Figure 4 | Scientific Reports

Figure 4

From: Thrombospondin-1 secreted by human umbilical cord blood-derived mesenchymal stem cells rescues neurons from synaptic dysfunction in Alzheimer’s disease model

Figure 4

TSP-1 rescues hippocampal neurons from Aβ42 peptide-induced reduction of synaptic density by mediating the NLGN1 receptor. (A) NLGN1-siRNA was transfected into hippocampal neurons overnight, after which the cells were co-cultured with hUCB-MSCs or treated with recombinant human TSP-1 under Aβ42 peptide treatment.
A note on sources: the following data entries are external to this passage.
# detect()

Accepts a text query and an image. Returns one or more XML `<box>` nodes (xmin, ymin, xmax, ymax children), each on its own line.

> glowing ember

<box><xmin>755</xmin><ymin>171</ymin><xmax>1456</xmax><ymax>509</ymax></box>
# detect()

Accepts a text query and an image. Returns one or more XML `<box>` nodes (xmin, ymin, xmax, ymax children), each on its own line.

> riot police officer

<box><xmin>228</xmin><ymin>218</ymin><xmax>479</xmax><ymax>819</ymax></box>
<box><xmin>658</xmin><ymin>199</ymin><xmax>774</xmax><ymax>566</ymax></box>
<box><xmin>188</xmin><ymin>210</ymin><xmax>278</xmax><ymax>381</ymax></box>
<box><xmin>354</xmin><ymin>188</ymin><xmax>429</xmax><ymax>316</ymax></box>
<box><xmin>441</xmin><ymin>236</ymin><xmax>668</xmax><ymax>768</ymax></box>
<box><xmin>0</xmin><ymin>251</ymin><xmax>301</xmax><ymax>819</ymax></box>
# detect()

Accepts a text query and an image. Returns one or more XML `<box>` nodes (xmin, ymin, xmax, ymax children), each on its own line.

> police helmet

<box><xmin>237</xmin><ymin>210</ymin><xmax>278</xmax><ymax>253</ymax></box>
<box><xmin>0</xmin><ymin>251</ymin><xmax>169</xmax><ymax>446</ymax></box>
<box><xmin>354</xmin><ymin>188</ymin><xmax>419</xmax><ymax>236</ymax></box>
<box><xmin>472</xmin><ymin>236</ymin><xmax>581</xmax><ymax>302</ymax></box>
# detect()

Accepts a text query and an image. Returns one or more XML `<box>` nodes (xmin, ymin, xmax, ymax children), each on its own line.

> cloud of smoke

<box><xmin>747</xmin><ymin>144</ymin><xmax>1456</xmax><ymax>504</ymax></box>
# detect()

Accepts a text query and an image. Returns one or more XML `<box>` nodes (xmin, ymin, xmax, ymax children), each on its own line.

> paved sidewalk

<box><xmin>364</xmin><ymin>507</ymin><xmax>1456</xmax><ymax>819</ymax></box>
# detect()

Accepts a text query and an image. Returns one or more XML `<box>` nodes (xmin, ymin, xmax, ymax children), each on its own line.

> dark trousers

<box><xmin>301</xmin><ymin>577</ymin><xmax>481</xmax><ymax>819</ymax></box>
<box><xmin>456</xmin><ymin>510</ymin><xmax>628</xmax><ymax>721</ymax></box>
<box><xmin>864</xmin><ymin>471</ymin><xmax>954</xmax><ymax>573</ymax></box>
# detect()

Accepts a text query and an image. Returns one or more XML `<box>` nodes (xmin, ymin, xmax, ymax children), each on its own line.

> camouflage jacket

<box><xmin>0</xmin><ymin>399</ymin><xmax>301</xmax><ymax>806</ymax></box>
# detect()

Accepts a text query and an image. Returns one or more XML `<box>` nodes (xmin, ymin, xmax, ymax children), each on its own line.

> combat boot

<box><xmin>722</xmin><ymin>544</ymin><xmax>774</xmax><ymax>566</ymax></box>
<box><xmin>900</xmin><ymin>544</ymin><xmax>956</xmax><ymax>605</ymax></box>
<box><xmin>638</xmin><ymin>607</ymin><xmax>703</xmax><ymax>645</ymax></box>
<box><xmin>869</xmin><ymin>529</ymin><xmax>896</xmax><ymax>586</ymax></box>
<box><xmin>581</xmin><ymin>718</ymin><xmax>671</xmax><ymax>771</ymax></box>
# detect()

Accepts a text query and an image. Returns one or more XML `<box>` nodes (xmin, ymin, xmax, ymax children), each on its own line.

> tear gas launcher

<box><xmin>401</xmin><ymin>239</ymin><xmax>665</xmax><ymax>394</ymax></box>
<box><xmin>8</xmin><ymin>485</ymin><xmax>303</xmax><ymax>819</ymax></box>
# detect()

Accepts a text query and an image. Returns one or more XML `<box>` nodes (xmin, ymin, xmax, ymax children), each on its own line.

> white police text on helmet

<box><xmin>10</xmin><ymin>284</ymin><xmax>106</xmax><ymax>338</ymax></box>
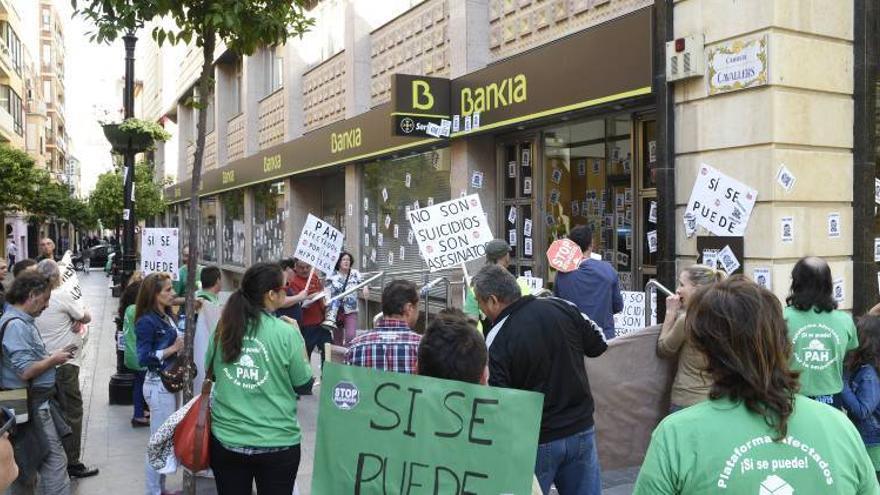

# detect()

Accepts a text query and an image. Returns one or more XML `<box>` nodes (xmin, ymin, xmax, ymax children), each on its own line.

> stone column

Hippocampal neurons were separately transfected with scrambled siRNA as a control. mRNA expression of NLGN1 was analysed using RT-PCR. (B) Representative images of hippocampal neurons stained for pre-synaptic (SYP, green) and post-synaptic (PSD-95, red) proteins (Scale bar = 25 μm). (C) Quantification of synaptic density (number of synapses per 100 μm of dendritic length, n ≥ 30 dendrites) revealed that suppression of NLGN1 by siRNA in the hippocampal neurons did not reverse Aβ42 peptide-induced synaptic dysfunction in the neurons, despite being co-cultured with TSP-1-secreting hUCB-MSCs or treatment with recombinant human TSP-1. (**p < 0.005 versus control-siRNA-treated hippocampal neurons). (D) In NLGN1-knockdown hippocampal neuronal cells, SYP and PSD-95 expression levels were determined by immunoblotting for the same conditions in (B, C). Immunoblotting also showed remarkably attenuated expression of SYP and PSD-95 in NLGN1-siRNA-treated hippocampal neurons and significantly decreased expression of NLGN1 in hippocampal neurons under Aβ42 peptide treatment. Right panel indicates densitometric quantification analysis. (mean ± SEM, **p < 0.005, *p < 0.05, n = 3 per group).